The fact that the phrase ‘trumped-up’ contains the name Trump is most evident by the unbelievably high number of tweets and statements by Donald Trump which are ‘trumped-up’. Now there is the ‘Memo’ being touted by Trump.

The controversial GOP memo alleges that the warrant the FBI obtained in October 2016 to track Page relied on unvetted information provided by a former British spy working for the Democrats.

While Republicans presented the memo as evidence that the investigation was tainted, the document indicates that law enforcement officials had sufficient worries about the energy consultant that they felt it was necessary to continue to monitor him.

Page had been on the radar of the FBI at least as far back as 2013, when a bureau wiretap caught suspected Russian spies discussing their attempts to recruit him. Even after being interviewed by the investigators in that case, Page continued to have extensive contacts with Russians, including trips to Moscow in July and December 2016.

It is not clear what the FBI learned about Page’s late-2016 travel abroad, which occurred just weeks after Trump’s election. But five senior Justice Department and FBI officials signed off on three requests for extensions of the foreign intelligence surveillance warrant for Page; all the requests were approved by a federal judge, according to the Republican memo. (Full article)

For months, Carter Page, the former Trump campaign adviser who was under government surveillance as part of the Russia investigation, has been shunned by Republicans and dismissed by the White House, which portrayed his campaign stint as inconsequential.

But now Mr. Page is the linchpin in a conservative effort to discredit the F.B.I. and the special counsel inquiry. He is at the center of a divisive memo written by Republican committee staff members that was released on Friday and accuses law enforcement officials of abuses in obtaining a warrant to surveil Mr. Page in 2016.

The memo falls short of the case that some Republicans promised — that the document would show bias against Mr. Trump by investigators in opening the Russia inquiry and possibly undercut the investigation by the special counsel, Robert S. Mueller III.

But for the past year, Mr. Page himself has been pitching that narrative to journalists, politicians, investigators and almost anyone who will listen. Though Mr. Trump’s allies have repeatedly sought to dismiss him as a bit character in the 2016 campaign, Mr. Page’s role could now be political fodder in the president’s efforts to discredit Mr. Mueller’s inquiry.

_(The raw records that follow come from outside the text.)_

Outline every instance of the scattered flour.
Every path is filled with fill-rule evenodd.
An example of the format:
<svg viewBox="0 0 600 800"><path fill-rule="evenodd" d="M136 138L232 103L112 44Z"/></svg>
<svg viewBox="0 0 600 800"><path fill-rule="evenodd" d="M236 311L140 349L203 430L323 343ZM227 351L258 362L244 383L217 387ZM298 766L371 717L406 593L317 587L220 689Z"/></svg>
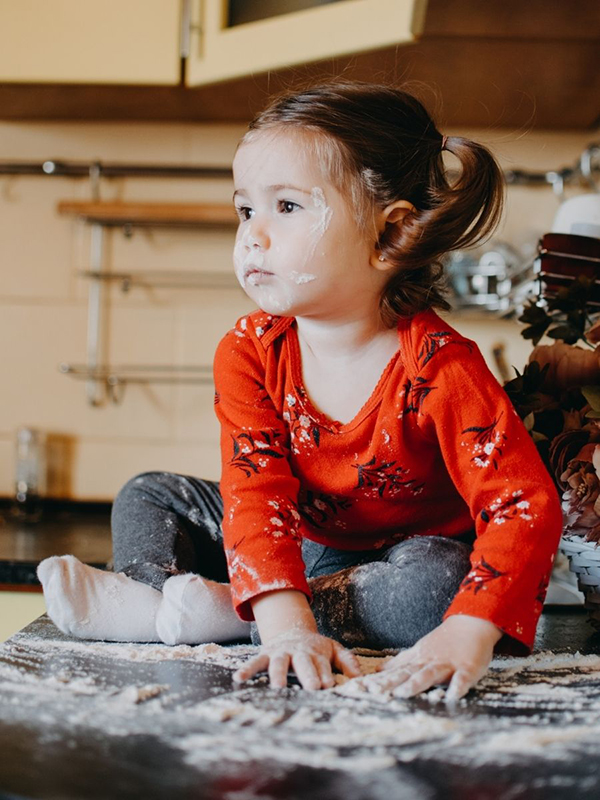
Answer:
<svg viewBox="0 0 600 800"><path fill-rule="evenodd" d="M169 646L165 644L130 644L127 642L92 642L72 641L67 639L31 639L27 641L27 649L35 653L51 653L63 651L81 654L95 654L107 658L119 658L125 661L171 661L183 659L187 661L210 662L224 667L237 669L256 654L253 645L221 646L214 643ZM0 651L1 652L1 651Z"/></svg>
<svg viewBox="0 0 600 800"><path fill-rule="evenodd" d="M146 700L152 700L158 697L161 692L169 689L169 686L161 686L160 684L148 684L147 686L128 686L122 692L117 692L113 697L113 702L118 703L145 703Z"/></svg>
<svg viewBox="0 0 600 800"><path fill-rule="evenodd" d="M442 687L402 700L385 683L366 692L364 678L343 675L319 692L274 690L264 675L241 688L221 682L199 691L198 677L211 667L233 671L257 648L70 641L50 625L40 631L0 645L0 721L35 714L48 736L80 726L111 737L152 735L198 769L249 760L353 774L416 759L465 768L567 763L581 748L595 753L600 738L600 656L496 658L477 689L449 708ZM387 660L373 651L357 656L365 676Z"/></svg>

In 2013, Mr. Page struck up a professional friendship with the operative, Victor Podobny, who was working undercover in New York City. Mr. Page — who at the time did not have any role in American government — gave documents to Mr. Podobny about the energy sector.

Mr. Podobny was picked up by the authorities on a wiretap calling Mr. Page an “idiot” to his Russian intelligence colleagues. He was charged by the Justice Department and spirited back to Moscow before he could be arrested. Mr. Page was questioned by law enforcement officials about his contacts but never charged in the case.

Mr. Page has openly acknowledged he is the unnamed male referred to in federal court documents about Mr. Podobny.

A dossier compiled by Christopher Steele, a former British intelligence operative hired to investigate Mr. Trump’s links to Russia, claimed that Mr. Page maintained deep ties to the Kremlin, including with officials sanctioned by the United States.

Mr. Nunes’s memo claims that the dossier, whose research was funded in part by Democrats, was improperly used to justify surveilling Mr. Page after he had cut ties with Mr. Trump. But the memo left out that the research was initially funded by The Washington Free Beacon, a conservative website.

For months, Mr. Page showed up regularly, uninvited and unannounced, at the secure offices of the Senate Intelligence Committee on Capitol Hill, where he dropped off documents he had compiled himself. One was his own dossier in which he claimed he was the victim of a hate crime by the Hillary Clinton campaign because he was a Catholic and a man. ( Full Article )

All in all the memo confirms the legitimacy of government surveillance of Carter Page and his ties to Russia. In an attempt to discredit the FBI and others Donald Trump has exposes himself once again as a person who will go to any length to avoid public scrutiny of his ties to Russia and/or his involvement with Russian activities.